The first Zeppelin album feels less produced, more in the room, so the double-tracking is less obvious. But by the time you get to 1971 and the fourth album, the production is massive. What do you feel was different then in the production sound?
I was acquainted with John Paul Jones’ playing as a session player, but John Bonham, with his approach to the drums and the dazzling technique that he had, the overall sound of his drums was unlike anybody that I’d heard before. It was so musical, because he knew how to tune his drums. So I knew instinctively what I wanted to do with Led Zeppelin that was unlike anybody else. I wanted to have the full stereo picture, the placing of the instruments.
And guitar-wise?
The first album was totally based around the Telecaster. And that’s what it was – just a Supro [Coronado 1690T] amp, [a Sola Sound Tone Bender] overdrive, an Echoplex [EP-3 tape delay] and a Vox wah-wah. So it’s really very minimal and it’s not going through different amps, just this one amplifier. So it really goes to show with all the tones just how much there was that you could get out of one guitar. And that’s basically what it was that I had. I wasn’t using the Black Beauty or anything like that. And as it went on, the second album was clearly going to be all about the Les Paul guitar. But again, it’s a large stereo picture of everything that’s going on, whether it’s panning of things or positioning or whatever, or where things come in or go out, what’s tracked and what isn’t tracked.
Things were moving very fast for you and the band at that time.
The first album was done in a very short time. The second album was done while we were on the road in America, although we were coming backwards and forwards to England, so it’s got all the energy of touring.
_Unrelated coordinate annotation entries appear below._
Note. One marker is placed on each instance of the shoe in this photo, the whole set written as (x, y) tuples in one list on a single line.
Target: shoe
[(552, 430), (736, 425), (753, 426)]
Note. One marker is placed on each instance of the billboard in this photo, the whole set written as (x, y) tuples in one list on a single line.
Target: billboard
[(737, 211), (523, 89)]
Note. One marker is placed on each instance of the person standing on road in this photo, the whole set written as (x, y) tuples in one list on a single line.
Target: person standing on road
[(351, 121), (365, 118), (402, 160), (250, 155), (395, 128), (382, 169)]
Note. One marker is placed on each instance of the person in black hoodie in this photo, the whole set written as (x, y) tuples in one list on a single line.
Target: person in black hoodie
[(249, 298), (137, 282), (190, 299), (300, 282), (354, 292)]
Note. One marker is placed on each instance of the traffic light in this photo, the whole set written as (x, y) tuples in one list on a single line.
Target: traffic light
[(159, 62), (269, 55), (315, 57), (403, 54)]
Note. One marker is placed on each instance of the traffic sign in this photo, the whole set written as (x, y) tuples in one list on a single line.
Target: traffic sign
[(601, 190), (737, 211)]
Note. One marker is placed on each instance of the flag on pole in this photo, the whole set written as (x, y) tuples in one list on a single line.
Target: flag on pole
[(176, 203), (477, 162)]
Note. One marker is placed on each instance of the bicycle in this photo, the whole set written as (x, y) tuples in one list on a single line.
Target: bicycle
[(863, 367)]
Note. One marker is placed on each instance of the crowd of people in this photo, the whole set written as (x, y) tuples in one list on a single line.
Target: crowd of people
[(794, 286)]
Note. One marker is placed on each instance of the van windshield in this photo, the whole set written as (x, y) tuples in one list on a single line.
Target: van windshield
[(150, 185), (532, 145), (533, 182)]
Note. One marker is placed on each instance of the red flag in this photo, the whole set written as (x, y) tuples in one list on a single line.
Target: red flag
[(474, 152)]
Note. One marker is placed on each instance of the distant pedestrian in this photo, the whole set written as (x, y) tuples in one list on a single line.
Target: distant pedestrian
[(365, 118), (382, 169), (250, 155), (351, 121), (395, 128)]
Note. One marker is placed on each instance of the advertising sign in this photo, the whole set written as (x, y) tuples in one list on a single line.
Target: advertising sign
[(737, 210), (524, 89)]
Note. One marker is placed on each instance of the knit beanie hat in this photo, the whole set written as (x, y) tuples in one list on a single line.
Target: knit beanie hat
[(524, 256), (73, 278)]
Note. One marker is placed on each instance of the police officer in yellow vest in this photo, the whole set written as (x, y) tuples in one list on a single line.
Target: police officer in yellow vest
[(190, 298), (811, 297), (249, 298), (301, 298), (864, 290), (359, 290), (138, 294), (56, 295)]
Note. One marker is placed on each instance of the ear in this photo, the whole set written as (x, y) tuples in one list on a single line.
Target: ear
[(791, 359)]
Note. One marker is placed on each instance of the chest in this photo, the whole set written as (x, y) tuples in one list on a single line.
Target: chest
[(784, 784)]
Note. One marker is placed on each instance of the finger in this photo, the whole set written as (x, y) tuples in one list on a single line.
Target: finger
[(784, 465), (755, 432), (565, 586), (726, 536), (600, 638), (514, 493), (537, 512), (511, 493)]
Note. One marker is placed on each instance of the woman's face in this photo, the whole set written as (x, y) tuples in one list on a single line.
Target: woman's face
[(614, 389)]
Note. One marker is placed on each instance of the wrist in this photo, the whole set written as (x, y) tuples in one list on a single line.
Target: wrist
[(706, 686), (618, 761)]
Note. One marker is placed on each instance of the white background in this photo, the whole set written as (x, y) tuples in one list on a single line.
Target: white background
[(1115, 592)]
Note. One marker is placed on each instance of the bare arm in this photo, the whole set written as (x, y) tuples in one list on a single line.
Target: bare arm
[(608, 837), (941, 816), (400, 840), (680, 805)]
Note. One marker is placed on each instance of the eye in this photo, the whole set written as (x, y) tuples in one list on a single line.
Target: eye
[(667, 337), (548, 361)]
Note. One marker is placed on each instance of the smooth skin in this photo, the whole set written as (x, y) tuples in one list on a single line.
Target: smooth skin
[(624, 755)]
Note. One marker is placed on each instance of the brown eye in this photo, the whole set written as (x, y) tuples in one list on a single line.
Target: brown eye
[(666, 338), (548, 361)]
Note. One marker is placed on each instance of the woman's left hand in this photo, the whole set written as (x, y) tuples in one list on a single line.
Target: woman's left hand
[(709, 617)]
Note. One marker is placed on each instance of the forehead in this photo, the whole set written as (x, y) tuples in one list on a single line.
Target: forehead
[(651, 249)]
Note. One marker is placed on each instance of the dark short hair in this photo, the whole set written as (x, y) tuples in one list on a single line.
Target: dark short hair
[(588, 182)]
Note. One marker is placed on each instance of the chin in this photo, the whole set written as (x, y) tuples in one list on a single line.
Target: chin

That energy was evident in the big rock numbers such as Whole Lotta Love and Heartbreaker, but the second album also had subtler songs such as Thank You and Ramble On…
The first two songs that I had for Led Zeppelin II were Whole Lotta Love and What Is And What Should Never Be… II is almost like turning a coin, isn’t it? One side to the other as far as textures and moods…
Dazed And Confused was just one of many epic tracks in the Zeppelin catalogue – alongside Stairway To Heaven, Kashmir, Achilles Last Stand…
It was part of the overall thing from the first album. Part of it goes back to what I said about singles. With Whole Lotta Love, that was clearly going to be the track that everybody was going to go to, because that riff was so fresh and it still is. If somebody plays that riff it brings a smile to people’s faces. It’s a really positive thing. But I knew with Whole Lotta Love that there weren’t going to be any edits. I insisted that they kept the middle section in it, which of course they didn’t like, but they had to do it. So I thought, well, if you just keep making the numbers longer and longer… [Laughs] They’re not going to make them singles! I did think that in a mischievous way. But there was another reason to make them longer and longer – there was more to say in them. Then again, it could be argued the other way. Good Times Bad Times is really short, as far as minutes and seconds, but there’s just so much that goes on in that. It is what it is. Sometimes you have shorter statements. Sometimes you need longer to get across what you’re doing.